Category Archives: Uncategorized

Schema change update

We’ve finally completed the schema update and things are returning to normal. We need to get a new data dump out and then we will provide upgrade instructions tomorrow. As you might be able to guess, unless you are already on Postgres 9.5, we are going to recommend a clean data import, rather than a migration, if you have a replicated slave.

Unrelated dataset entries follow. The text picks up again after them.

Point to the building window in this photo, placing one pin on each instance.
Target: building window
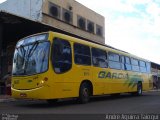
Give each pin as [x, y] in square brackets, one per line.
[99, 58]
[67, 16]
[54, 10]
[99, 30]
[90, 26]
[81, 23]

And, if anyone even dare ask (within the next week) when an updated VM will be released, you owe the whole development team each 2 bars of high quality chocolate.

Feeling lucky, punk?

P.S. Can you tell we’ve been up too long?🙂

Server capacity update

Zas and I have been working hard to improve the capacity and stability of the site. In the last week, we’ve identified and fixed at least 3 problems with the search servers and we’ve added a timeout function that times out queries that take longer than 3 seconds. We think that the main cause of trouble was that queries were piling up after a slow query ran too long and that the servers never recovered from that and consequently crashed.

We won’t go as far as saying that the search servers are fixed — every time we have a smidgen of hope that things are improving, they crash again. Seemingly out of spite! So, the search servers are better.😉

Zas has also made a number of changes to the gateways and how we rate limit our incoming traffic. The rate limiting is now being done in a smarter way that reduces the overall traffic on our web servers. Well done!

We’ve also increased our bandwidth budget by 4mbits per second, which makes the site feel considerably more responsive.

Let me put these improvement into numbers: About a week ago were were struggling to keep up 250 requests per second and the site felt very sluggish. Now we can handle 500 requests a second and the site feels considerably faster. For large chunks of the day we are managing to handle all the traffic we should handle. And, the search servers haven’t crashed in 4 days!

We hope that this will give us a solid base from which to release the scheme upgrade tomorrow. Then once that is complete, we will start work on moving to the new hosting company.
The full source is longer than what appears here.